X = load_npz("data/vectorized/lda/lda_bow_matrix.npz")
doc_freq = np.asarray((X > 0).sum(axis=0)).ravel()
doc_freq_ratio = doc_freq / X.shape[0]

# Show some stats
doc_freq_ratio.min(), doc_freq_ratio.max()

(0.0021691973969631237, 0.20498915401301518)

Interpretation
	•	The least frequent terms appear in ~0.2% of documents (≈ 2 documents), matching the min_df=2 threshold.
	•	The most frequent term appears in ~20% of documents, indicating that no single token dominates the corpus.

Assessment
	•	The vocabulary is well balanced:
	•	Rare terms are filtered appropriately.
	•	Overly generic terms are successfully suppressed.
	•	The chosen min_df and max_df parameters are well calibrated for this dataset.

In [11]:
import pandas as pd

token_freq = X.sum(axis=0).A1
top = pd.DataFrame({
    "token": bow_vocab,
    "freq": token_freq
}).sort_values("freq", ascending=False)

top.head(20)

Unnamed: 0,token,freq
39,ausfallen,192
119,defekt,132
383,leuchte,126
414,mast,92
107,brunnen,90
352,lampe,89
384,leuchten,64
339,komplett,60
366,laterne,52
77,beleuchtung,50


Interpretation
	•	High-frequency terms clearly reflect core municipal issue themes, such as:
	•	Infrastructure failures
	•	Street lighting
	•	Traffic signals
	•	Water features and waste
	•	No obvious noise tokens or stopword leakage are present.

Assessment
	•	The vocabulary preserves domain-relevant semantics.
	•	The preprocessing and vectorization steps successfully retained meaningful signal.

In [12]:
# Sparisty per document
tokens_per_doc = (X > 0).sum(axis=1).A1

tokens_per_doc.min(), tokens_per_doc.mean(), tokens_per_doc.max()

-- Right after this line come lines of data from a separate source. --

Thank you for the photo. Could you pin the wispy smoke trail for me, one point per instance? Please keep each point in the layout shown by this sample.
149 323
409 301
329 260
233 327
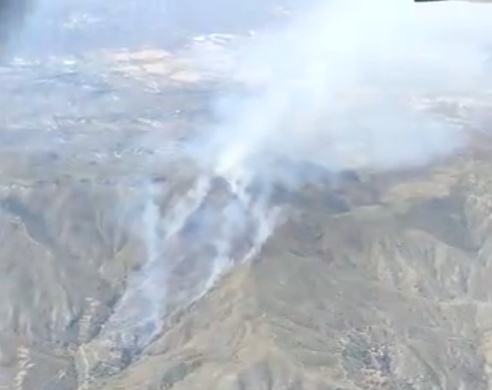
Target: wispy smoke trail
333 87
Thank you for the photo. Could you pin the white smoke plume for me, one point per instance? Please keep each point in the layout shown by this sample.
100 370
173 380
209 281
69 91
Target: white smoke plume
336 85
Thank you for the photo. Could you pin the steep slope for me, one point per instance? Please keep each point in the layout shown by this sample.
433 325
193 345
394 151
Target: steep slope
392 295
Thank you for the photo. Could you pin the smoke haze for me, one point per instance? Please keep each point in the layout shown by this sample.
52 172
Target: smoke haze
334 84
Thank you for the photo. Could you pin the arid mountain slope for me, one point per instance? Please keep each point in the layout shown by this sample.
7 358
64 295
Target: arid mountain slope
379 282
394 295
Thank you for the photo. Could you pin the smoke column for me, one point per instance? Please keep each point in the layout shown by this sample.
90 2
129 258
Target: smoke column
333 86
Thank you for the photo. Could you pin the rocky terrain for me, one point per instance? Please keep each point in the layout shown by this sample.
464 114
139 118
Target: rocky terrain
126 265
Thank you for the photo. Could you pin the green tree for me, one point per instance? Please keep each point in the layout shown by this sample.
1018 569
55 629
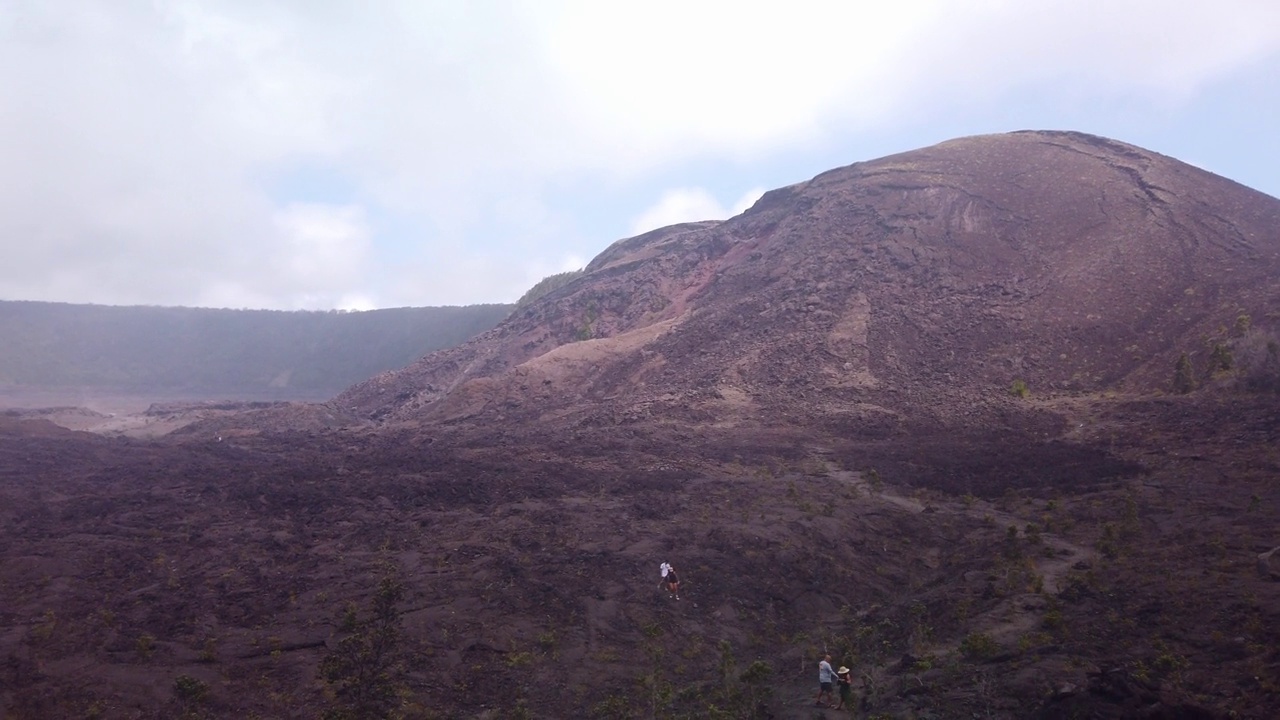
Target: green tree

(1, 5.004338394793926, 40)

Interpretation
	•	The complaints are short texts, with an average of ~5 tokens per document after cleaning.
	•	A small number of documents contain only a single token (e.g. “ausgefallen”), which is typical for municipal issue reports.
	•	Some longer descriptions (up to 40 tokens) exist and provide richer context, which helps stabilize topic modeling.

Assessment
	•	This distribution is expected for Open311-style complaint data.
	•	While short documents can limit topic granularity, the dataset still contains sufficient semantic signal.
	•	No additional filtering is required at this stage.

In [13]:
X_tfidf = load_npz("data/vectorized/lda/lda_tfidf_matrix.npz")

print(X.nnz / X.shape[0])
print(X_tfidf.nnz / X_tfidf.shape[0])

5.004338394793926
5.004338394793926


Interpretation
	•	Both Bag-of-Words and TF-IDF representations contain the same number of non-zero entries per document.
	•	This confirms that TF-IDF reweights terms but does not alter the underlying sparsity structure.

Assessment
	•	The two vectorization techniques are directly comparable.
	•	Any differences in topic modeling results will be attributable to term weighting, not preprocessing artifacts.

In [14]:
tfidf_means = np.asarray(X_tfidf.mean(axis=0)).ravel()
top = np.argsort(tfidf_means)[-20:]
[(tfidf_vocab[i], tfidf_means[i]) for i in reversed(top)]

[('ausfallen', 0.06795509854614504),
 ('leuchte', 0.057813988145756126),
 ('defekt', 0.05123290162402364),
 ('mast', 0.03707816485638278),
 ('lampe', 0.032546784108814425),
 ('leuchten', 0.0260057723548115),
 ('komplett', 0.024744525309191676),
 ('brunnen', 0.024369866454794428),
 ('licht', 0.024180885516339495),
 ('beleuchtung', 0.022223461653063804),
 ('laterne', 0.018966296868147974),
 ('dunkel', 0.018906665145957256),
 ('funktionieren', 0.01503672117201347),
 ('röhre', 0.014780035514492982),
 ('straßenlaterne', 0.014116746507961377),
 ('liegen', 0.013981140594759968),
 ('ecke', 0.013965894415703775),
 ('fehlen', 0.012977885635742835),
 ('ampel', 0.012808725619474682),
 ('mastnummer', 0.012702596333957325)]

**TF-IDF Feature Inspection — Interpretation**

The listed terms have the highest **average TF-IDF scores** across documents, meaning they are
globally informative rather than just frequent.

- Dominated by **domain-specific failure terms** (*ausfallen, defekt, leuchte, lampe*).
- No generic stopwords → **cleaning and vectorization are effective**.
- Strong semantic coherence around **infrastructure faults and lighting**.
- High overlap with BoW results → **stable and consistent feature space**.

**Conclusion:**  
TF-IDF features are well-formed and suitable for LDA topic modeling. No changes needed.